Je ne pense pas qu’il y ait une recette magique. Il suffit de croire en soi, de se donner les moyens, mais surtout d’aimer ce que l’on fait, et d’être passionné. Parfois on a un peu plus d’effort à fournir que les hommes, parce que l’on a besoin de prouver que l’on est là, que ce n’est pas uniquement une question de quota. Il ne faut juste pas se laisser intimider, et savoir vendre son travail/ses compétences.
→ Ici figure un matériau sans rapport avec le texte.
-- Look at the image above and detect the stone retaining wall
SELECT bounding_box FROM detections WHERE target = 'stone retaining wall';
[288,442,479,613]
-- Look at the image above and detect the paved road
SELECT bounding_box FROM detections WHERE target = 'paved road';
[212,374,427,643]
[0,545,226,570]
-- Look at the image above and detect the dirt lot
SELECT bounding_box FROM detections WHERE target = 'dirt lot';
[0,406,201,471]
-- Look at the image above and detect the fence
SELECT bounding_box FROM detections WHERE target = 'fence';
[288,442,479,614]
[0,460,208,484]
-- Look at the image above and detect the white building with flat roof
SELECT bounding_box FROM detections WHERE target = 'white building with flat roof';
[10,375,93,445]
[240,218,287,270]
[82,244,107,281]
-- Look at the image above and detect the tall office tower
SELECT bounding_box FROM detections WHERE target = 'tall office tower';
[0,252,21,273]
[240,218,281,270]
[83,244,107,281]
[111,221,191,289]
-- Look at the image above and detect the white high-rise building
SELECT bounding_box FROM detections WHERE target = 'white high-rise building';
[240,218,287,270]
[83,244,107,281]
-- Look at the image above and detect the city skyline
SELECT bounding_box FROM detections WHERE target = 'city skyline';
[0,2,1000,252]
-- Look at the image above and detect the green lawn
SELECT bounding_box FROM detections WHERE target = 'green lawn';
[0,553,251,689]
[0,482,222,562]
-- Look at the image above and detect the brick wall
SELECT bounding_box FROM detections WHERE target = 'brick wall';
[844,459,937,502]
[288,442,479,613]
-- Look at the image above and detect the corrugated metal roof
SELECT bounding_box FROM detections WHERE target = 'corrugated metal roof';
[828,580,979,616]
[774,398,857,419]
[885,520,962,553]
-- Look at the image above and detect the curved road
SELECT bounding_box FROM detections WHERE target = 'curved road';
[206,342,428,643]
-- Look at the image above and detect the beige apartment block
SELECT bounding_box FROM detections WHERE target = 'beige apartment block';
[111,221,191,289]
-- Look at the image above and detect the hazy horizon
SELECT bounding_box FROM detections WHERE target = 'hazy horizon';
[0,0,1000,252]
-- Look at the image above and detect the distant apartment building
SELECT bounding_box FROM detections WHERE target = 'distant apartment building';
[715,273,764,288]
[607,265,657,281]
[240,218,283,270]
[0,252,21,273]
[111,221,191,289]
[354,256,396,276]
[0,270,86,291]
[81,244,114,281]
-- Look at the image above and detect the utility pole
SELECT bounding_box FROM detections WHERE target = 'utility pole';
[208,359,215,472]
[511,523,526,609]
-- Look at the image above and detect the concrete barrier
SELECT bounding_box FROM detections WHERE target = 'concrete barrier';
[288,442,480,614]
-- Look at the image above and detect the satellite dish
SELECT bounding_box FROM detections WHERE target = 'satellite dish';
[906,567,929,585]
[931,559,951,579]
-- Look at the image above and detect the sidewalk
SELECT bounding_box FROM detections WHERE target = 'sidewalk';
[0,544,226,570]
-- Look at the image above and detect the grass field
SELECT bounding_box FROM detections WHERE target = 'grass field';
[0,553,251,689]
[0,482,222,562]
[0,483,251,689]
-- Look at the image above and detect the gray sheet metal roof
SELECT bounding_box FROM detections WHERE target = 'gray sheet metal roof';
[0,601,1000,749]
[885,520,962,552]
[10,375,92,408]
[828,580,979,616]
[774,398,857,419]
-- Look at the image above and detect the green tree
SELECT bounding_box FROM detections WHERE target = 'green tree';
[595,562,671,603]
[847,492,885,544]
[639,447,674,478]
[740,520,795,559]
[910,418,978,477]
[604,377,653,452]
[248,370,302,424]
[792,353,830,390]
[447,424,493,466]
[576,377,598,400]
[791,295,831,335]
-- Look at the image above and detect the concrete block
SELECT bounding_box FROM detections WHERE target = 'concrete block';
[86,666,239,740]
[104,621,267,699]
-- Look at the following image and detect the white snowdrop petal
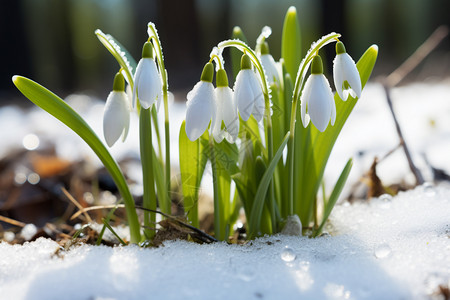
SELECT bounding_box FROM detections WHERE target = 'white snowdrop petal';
[300,76,312,128]
[103,91,130,147]
[341,53,361,98]
[136,58,161,109]
[261,54,280,84]
[216,87,239,143]
[252,94,265,123]
[234,70,254,121]
[333,54,348,101]
[186,81,215,141]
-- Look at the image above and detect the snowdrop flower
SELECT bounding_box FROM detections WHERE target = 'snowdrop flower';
[212,69,239,143]
[300,55,336,132]
[133,42,162,109]
[260,42,280,84]
[186,62,216,141]
[103,73,130,147]
[234,54,264,122]
[333,42,361,101]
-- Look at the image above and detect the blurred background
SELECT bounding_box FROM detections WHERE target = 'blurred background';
[0,0,450,104]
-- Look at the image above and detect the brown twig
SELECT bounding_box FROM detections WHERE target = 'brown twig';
[383,26,448,185]
[385,25,448,87]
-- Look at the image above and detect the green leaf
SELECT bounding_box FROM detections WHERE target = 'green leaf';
[281,6,302,78]
[300,45,378,222]
[179,121,209,227]
[230,26,247,81]
[314,158,353,236]
[139,108,158,239]
[13,76,141,243]
[249,132,289,238]
[95,29,137,87]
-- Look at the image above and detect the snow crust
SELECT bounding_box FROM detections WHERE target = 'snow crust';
[0,185,450,299]
[0,82,450,299]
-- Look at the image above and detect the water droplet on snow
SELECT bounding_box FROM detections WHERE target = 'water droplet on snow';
[378,194,392,209]
[20,224,37,241]
[237,267,255,282]
[422,182,436,197]
[281,246,297,262]
[375,243,392,258]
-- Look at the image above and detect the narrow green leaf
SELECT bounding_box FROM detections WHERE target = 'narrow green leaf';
[13,76,141,243]
[314,158,353,236]
[95,29,137,85]
[230,26,247,81]
[139,108,158,239]
[179,121,209,227]
[281,6,302,78]
[300,45,378,222]
[249,132,289,237]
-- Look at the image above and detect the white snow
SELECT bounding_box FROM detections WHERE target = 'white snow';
[0,82,450,299]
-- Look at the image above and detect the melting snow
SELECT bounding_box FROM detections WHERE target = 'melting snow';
[0,83,450,299]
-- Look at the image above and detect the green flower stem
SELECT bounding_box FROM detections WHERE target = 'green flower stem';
[288,33,341,215]
[217,40,276,229]
[148,22,171,214]
[139,108,156,239]
[209,134,225,241]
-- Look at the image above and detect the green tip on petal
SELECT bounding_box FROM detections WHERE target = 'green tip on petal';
[200,62,214,82]
[241,54,252,70]
[142,42,153,58]
[261,42,270,55]
[311,55,323,74]
[233,26,243,36]
[336,42,347,54]
[113,72,125,92]
[216,69,228,87]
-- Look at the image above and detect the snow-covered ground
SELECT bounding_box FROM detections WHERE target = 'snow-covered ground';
[0,82,450,299]
[0,185,450,299]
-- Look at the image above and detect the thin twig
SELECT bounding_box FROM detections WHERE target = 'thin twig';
[385,25,448,87]
[70,204,125,220]
[383,25,448,185]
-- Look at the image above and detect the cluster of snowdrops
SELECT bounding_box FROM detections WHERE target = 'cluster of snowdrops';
[13,7,378,243]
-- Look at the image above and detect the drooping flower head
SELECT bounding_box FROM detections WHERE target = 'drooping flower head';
[300,55,336,132]
[186,62,216,141]
[212,69,239,143]
[234,54,265,122]
[333,42,361,101]
[103,72,130,147]
[260,42,280,84]
[133,42,162,109]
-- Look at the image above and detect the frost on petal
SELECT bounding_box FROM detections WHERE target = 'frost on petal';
[186,81,215,141]
[103,91,130,147]
[234,70,255,121]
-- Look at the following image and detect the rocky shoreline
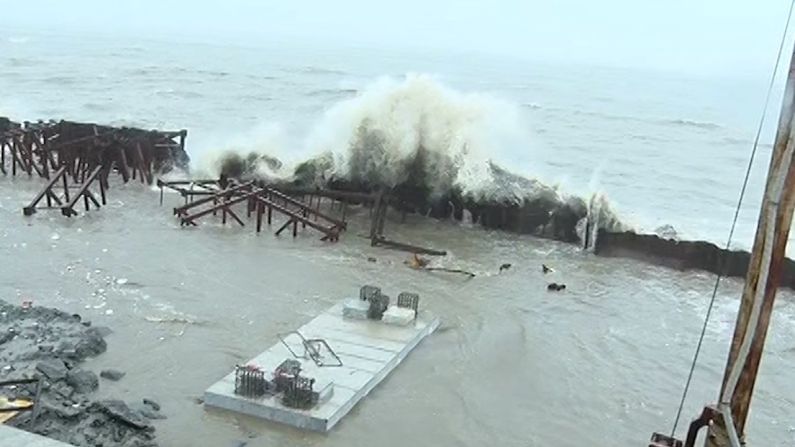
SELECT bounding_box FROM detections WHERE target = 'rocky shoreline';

Votre avis sur la situation de la femme au Maroc
Selon ma propre expérience, le syndrome de l’imposteur est très fréquent chez les chercheurs. Et il s’est avéré selon des études, que ce syndrome touche plus de femmes que d’hommes. Ça ne me surprend pas du tout. Les femmes ont plus tendance à chercher le perfectionnisme, s’acharnent plus sur leur travail, et ne sont jamais satisfaites des résultats, cherchent toujours à avoir mieux. Mais cela peut jouer en notre faveur, en nous poussant à exceller. Je suis d’origine marocaine, et j’ai effectué une partie de mes études au Maroc (licence), et durant ce parcours, je me retrouvais toujours dans une salle où le nombre d’étudiantes était équivalent au nombre d’étudiants en ingénierie. Quand j’ai poursuivi mes études en France, je me suis rendu compte que l’on était 11 étudiantes dans un amphi de 60 personnes (1ere année) et 3 étudiantes dans une salle de 16 personnes (2ème année). J’ai alors fait des recherches, et j’ai trouvé dans le rapport (2021) de l’UNESCO intitulé « la course contre la montre pour un développement plus intelligent » que le taux de femmes diplômées en ingénierie était plus haut dans les pays du Maghreb (Maroc – 42.2%) que les autres pays (France – 26%/ Etats-Unis – 20.4%). Donc je dirai que je suis très fière des femmes de mon pays.
Votre avis sur le site ?
Je suis impressionnée par cette initiative qui permet le partage d’expériences et d’idées. C’est une opportunité pour les femmes de s’entraider en y contribuant tout simplement. Bravo et bon courage.
Dernier mot ?
Les seules limites que l’on a sont les limites que l’on s’impose à soi. Comme le dit Tony Robbins, si dans ce monde une personne a réussi à réaliser un objectif, cela voudrait dire que l’on est tous capable de réaliser le même objectif à condition de se donner les moyens.